John Hancock and George Washington were among the wealthiest few people in colonial America. The gulf between Washington’s fortune and that of, say, John Adams, would be equal to the difference between Romney and Obama. And Obama is well off by any normal standard.
In the 19th Century, when John Jacob Astor became the country’s first millionaire, a worker might earn a dollar a day. A hundred years later, when the social set were throwing around hundred dollar bills in speakeasies, half the families in America were living on less than $1500/year.
When people talk about the rise of the super wealthy, they choose a supposedly arbitrary baseline of the period after WWII. That’s not arbitrary. It’s chosen deliberately because the ratios between CEOs’ pay and their workers’ pay were at their lowest. The 50s are not the normal that we can compare ourselves against: they were the most aberrant decade of the century in many ways.
There’s a fascinating social theory called the J curve of rising expectations. In simplest form it states that the absolute difference in quality of life - money, freedom, job security, whatever you name - doesn’t lead to revolution, with revolution defined in the broadest sense as a call for major social change. It’s only when people see real hope of change, when their expectations rise but are not fulfilled, that the serious grumbling and agitating starts. The curve that shows low expectations over a long period of time with a sudden upturn at the end looks something like a backward J. (In climate science a similar uprising is called the hockey stick model.) The civil rights era started in the 50s when blacks were objectively better off than they had been, but saw a chance for true equality for the first time.
Although we’ve had zillions of movements - from the populists to the socialists, from the progressives to the communists, from the hippies to the teapartiers - agitate over the years, they’ve all come in relatively good times, but times when other people seemed to be doing so much better that they felt they could never get ahead in the way that others seemed to. The Depression had some of this but much less than any radical prognosticator would have predicted. Most people didn’t see hope of change and just endured.
The super rich have always been miles above the average worker. They always will be.
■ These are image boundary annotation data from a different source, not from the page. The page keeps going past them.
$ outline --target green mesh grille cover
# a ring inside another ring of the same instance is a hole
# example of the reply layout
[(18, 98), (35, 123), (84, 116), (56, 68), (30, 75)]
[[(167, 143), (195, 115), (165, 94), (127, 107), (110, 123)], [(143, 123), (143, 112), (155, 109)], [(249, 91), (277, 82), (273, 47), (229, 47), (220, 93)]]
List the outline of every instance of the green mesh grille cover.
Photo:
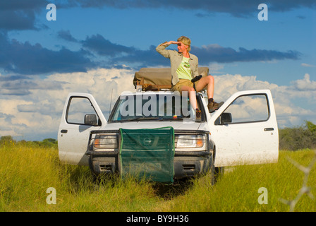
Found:
[(120, 171), (160, 182), (174, 182), (174, 131), (172, 127), (120, 129)]

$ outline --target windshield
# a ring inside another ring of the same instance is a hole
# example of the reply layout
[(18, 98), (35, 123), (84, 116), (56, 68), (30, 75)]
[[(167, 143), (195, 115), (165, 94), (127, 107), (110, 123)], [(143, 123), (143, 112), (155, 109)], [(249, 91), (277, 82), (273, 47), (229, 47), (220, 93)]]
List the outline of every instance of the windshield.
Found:
[(192, 111), (186, 96), (169, 94), (121, 95), (109, 121), (140, 120), (183, 120), (190, 118)]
People only care and comment when it seems that their own lives are not increasing at the expected rate. We’re in such a period today. To a good first approximation the rich make money the same way - creating a wildly successful business; spend wildly the same way - homes and yachts and planes and private islands; give it to charity in the same way - huge amounts to trusts and foundations as well as donations; and create rich, pampered, parasitic children in the same way. None of that has ever changed in our history.